Comparison of seal11 HA antigenic sites with other HA structures. (A) Recognized AS mapped onto the seal11 HA structure, shown as a surface representation and colored individually. (B) Structural comparison of the antigenic sites on the HA molecules between A(H3N8) (avian dkUkr63 and seal11) and seasonal H3N2 (Aichi68 and HK05). Three-dimensional models of the H3 HA molecules of each HA were used and are shown as surface representations. Expanded views of the antigenic sites (A through E) are shown. Amino acids are colored as follows: positive (Arg and Lys), blue; negative (Asp and Glu), red; hydrophobic (Ala, Phe, Gly, Ile, Leu, Met, Val, and Trp), yellow; polar (His, Asn, Gln, Ser, Thr, and Tyr), green.

FIG 5

Structure of seal NA. (A) Overall structure of one NA monomer, looking down on the monomer, with the position of the enzyme active site indicated. While only one glycosylation site was occupied in the final structure (pink sticks), two others that are visible in this view are labeled and shown as sticks. The fourth position, Asn84, was substituted in the protein but would be at the back of this view. (B) NA active site, with highly conserved residues shown as sticks (labeled in black text).
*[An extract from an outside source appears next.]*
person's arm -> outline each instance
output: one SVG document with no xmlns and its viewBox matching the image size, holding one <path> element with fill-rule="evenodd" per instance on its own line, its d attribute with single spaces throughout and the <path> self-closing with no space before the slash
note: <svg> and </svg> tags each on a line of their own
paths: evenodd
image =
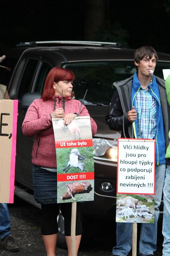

The amino acid substitutions between seal11 NA (green) and the avian N8 NA (cyan) are labeled and shown as sticks. The seal residue is indicated first in the labels and the avian residue second. (C and D) Exploded views of the enzyme active site with NA antivirals Ose (C) and Zan (D) bound. The NA residues that interact with each drug (dashed lines) are shown as sticks.